Artwork
Naumaquia romana

Naumaquia romana is an oil painting by the Early Baroque Italian artist Giovanni Lanfranco. It dates from 1635 and is held in the collection of the Museo del Prado.
About this work
Subject & Meaning
The imagery of armed ships and combat evokes the imperial propaganda of power and entertainment associated with such public games.
The painting portrays a Roman naumachia, a staged sea battle, as indicated by its title. Lanfranco shows vessels on water armed with weapons, emphasizing the martial spectacle of ancient Rome. The imagery of armed ships and combat evokes the imperial propaganda of power and entertainment associated with such public games.
Thus the work represents both a historical reenactment and a symbol of Roman authority and the grandeur of imperial spectacles.
Technique & Style
The painting is executed in oil on canvas, measuring 181 cm in height and 362 cm in width. Executed in 1635, the work employs a fluid handling of oil paint to render the expansive scene of the naumachia, with particular attention to the depiction of water and reflections. The composition emphasizes dramatic light and shadow, characteristic of the Baroque style, while the figures and architecture are rendered with precise yet dynamic brushwork. The condition of the work is not detailed in the available sources.
History & Provenance
Giovanni Lanfranco executed the oil painting Naumaquia romana in 1635. The work was created on canvas and depicts scenes of water transport and weaponry. Historical records indicate that the painting was owned by Ferdinand VII of Spain. The artwork is currently held in the collection of the Museo del Prado.
Giovanni Lanfranco's painting Naumaquia romana is held in the collection of the Museo del Prado in Madrid. The work, created in 1635, was formerly owned by Ferdinand VII of Spain. The source material does not provide a specific inventory or accession number for the piece, nor does it record any exhibition history.
Legacy
The painting influenced Baroque ceiling decorations and ceiling fresco compositions through its dramatic depiction of naval combat and dynamic movement. Its composition informed later artists' approaches to large-scale decorative cycles in churches and palaces. The work's reputation grew through 18th-century scholarly references to Lanfranco's dramatic spatial arrangements and became a model for illusionistic ceiling painting.

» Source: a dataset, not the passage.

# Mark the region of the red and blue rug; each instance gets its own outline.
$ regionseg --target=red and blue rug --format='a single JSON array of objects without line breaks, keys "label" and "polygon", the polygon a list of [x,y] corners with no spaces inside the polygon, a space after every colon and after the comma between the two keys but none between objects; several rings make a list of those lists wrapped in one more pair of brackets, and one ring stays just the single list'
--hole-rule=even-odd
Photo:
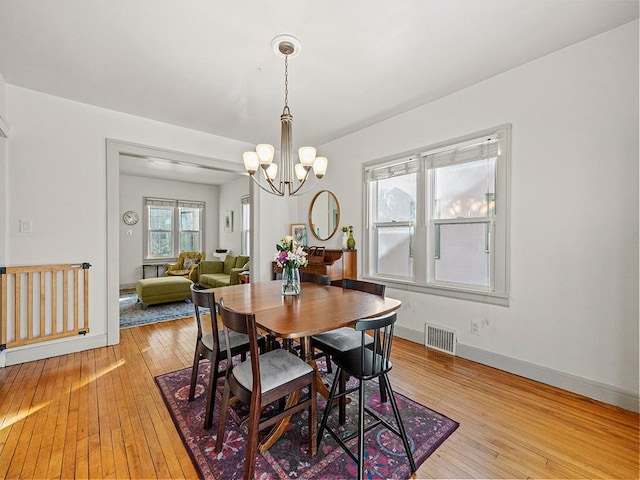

Contemporary assessments note its significance in the development of quadratura techniques in Roman Baroque art. The painting remains part of the Museo del Prado collection as recorded in institutional documentation.
Overview
Giovanni Lanfranco’s Naumaquia romana, executed in oil in 1635, belongs to the early Italian Baroque. The work is part of the Museo del Prado’s collection and exemplifies the artist’s role within the Bolognese school, where he merged dynamic composition with classical influences inherited from Annibale Carracci.
Context
Created during a period when the Bolognese school sought to balance Carracci’s classicism with the emerging Baroque vigor, the painting illustrates Lanfranco’s synthesis of disciplined form and theatrical vigor, typical of early 17th‑century Italian art.
Artist & collection
Artist
Giovanni Lanfranco (26 January 1582 – 30 November 1647) was an Italian Baroque painter. He was a distinguished artist of the Bolognese school, deeply influenced by Annibale Carracci's’ classicism.